Moriamis smiled. “That is prettily said. And you are really a charming youth, in spite of that dismal-looking robe. I am glad that I rescued you from the Druids, who would have torn your heart out and offered it to their demon, Taranit.”
“And now you will send me back?”
Moriamis frowned a little, and then assumed her most seductive air.
“Are you in such a hurry to leave your hostess? Now that you are living in another century than your own, a day, a week, or a month will make no difference in the date of your return. I have also retained the formulas of Azédarac; and I know how to graduate the potion, if necessary. The usual period of transportation is exactly seven hundred years; but the philter can be strengthened or weakened a little.”
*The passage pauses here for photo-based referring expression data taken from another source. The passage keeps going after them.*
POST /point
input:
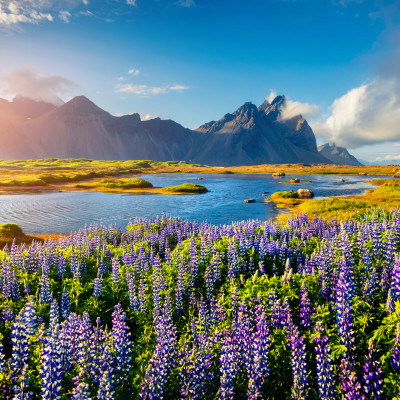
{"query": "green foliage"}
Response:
(10, 230)
(186, 188)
The sun had fallen beyond the pines, and a soft twilight was beginning to invade the tower. The maidservant had left the room. Moriamis came over and seated herself beside Ambrose on the rough bench he was occupying. Still smiling, she fixed her amber eyes upon him, with a languid flame in their depths—a flame that seemed to brighten as the dusk grew stronger. Without speaking, she began slowly to unbraid her heavy hair, from which there emanated a perfume that was subtle and delicious as the perfume of grape-flowers.
Ambrose was embarrassed by this delightful proximity. “I am not sure that it would be right for me to remain, after all. What would the Archbishop think?”
“My dear child, the Archbishop will not even be born for at least six hundred and fifty years. And it will be still longer before you are born. And when you return, anything that you have done during your stay with me will have happened no less than seven centuries ago…which should be long enough to procure the remission of any sin, no matter how often repeated.”
Like a man who has been taken in the toils of some fantastic dream, and finds that the dream is not altogether disagreeable, Ambrose yielded to this feminine and irrefutable reasoning. He hardly knew what was to happen; but, under the exceptional circumstances indicated by Moriamis, the rigors of monastic discipline might well be relaxed to almost any conceivable degree, without entailing spiritual perdition or even a serious breach of vows.